The Hazel Wood by Melissa Albert
Rating – 4.5 out of 5
In The Hazel Wood by Melissa Albert, Alice Proserpine led a nomadic life with her mother throughout her childhood. Her mother always moved her around to keep her safe from her grandmother and the fanatic readers of her grandmother’s fairytales. As Alice’s mother goes missing and she looks deeper into their past she finds that her past is more than a story but that she is the story.

Favorite Quote
“She talked like a woman who knew more books than people.” ― Melissa Albert, The Hazel Wood
Why I liked The Hazel Wood by Melissa Albert
I heard mixed reviews about this book before reading it and even when I started I had my doubts about where this book was ultimately leading. The Hazel Wood, from the beginning, is macabre and plays into the dark fairy tale tropes of the likes of the Brother’s Grimm. Fans of fairy tale brutality will love this as it follows in the tradition of fairy tales of yore, not disney-fied tales with happy endings and beautiful princesses. I especially enjoyed how there were breaks in the main action to tell a fairy tale in whole which, while natural, broke the story up and gave a deeper view into the world of The Hazel Wood.

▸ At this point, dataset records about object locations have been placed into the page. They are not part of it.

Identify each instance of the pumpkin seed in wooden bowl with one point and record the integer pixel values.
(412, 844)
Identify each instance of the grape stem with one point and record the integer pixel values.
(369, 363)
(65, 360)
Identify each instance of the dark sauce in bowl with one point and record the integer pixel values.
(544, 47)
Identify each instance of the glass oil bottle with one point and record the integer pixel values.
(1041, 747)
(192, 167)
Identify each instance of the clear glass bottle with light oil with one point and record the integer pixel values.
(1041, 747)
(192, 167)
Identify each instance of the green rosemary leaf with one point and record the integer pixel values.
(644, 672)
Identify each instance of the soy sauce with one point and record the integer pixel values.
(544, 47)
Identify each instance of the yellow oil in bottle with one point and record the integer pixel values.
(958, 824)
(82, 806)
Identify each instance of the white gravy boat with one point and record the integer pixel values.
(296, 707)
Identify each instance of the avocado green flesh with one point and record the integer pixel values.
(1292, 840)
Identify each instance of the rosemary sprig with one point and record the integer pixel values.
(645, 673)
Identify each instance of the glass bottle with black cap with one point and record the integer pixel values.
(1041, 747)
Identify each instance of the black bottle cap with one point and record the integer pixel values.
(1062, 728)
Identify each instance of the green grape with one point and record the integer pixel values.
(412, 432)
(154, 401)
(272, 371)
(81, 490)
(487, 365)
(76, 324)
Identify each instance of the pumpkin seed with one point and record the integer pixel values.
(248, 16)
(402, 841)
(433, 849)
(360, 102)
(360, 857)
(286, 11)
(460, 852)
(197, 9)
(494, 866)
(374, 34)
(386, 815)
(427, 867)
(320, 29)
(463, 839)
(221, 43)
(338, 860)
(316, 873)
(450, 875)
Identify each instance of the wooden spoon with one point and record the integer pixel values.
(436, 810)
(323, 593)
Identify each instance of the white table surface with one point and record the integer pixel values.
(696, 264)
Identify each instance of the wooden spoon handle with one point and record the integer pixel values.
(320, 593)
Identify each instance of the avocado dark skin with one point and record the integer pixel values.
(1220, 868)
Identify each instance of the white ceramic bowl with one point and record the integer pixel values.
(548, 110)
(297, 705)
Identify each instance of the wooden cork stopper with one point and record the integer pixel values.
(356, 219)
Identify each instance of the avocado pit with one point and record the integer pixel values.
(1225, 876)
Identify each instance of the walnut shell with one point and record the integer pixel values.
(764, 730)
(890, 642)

As a sequential story, I found it a gripping and simple plot. In the end, there has been many a mystery solved and characters have grown but it is not a complex plot. The Hazel Wood more than makes up for the lack of complexity in world-building. I am not sure that is the correct term in this case, given that there is not a world so much as a world of stories, but it is the best approximation I have. The fairy tales literally take on a life of their own which is memorable as it is haunting. The Hazel Wood took me to places that I did not expect and had me on the edge of my seat the whole time.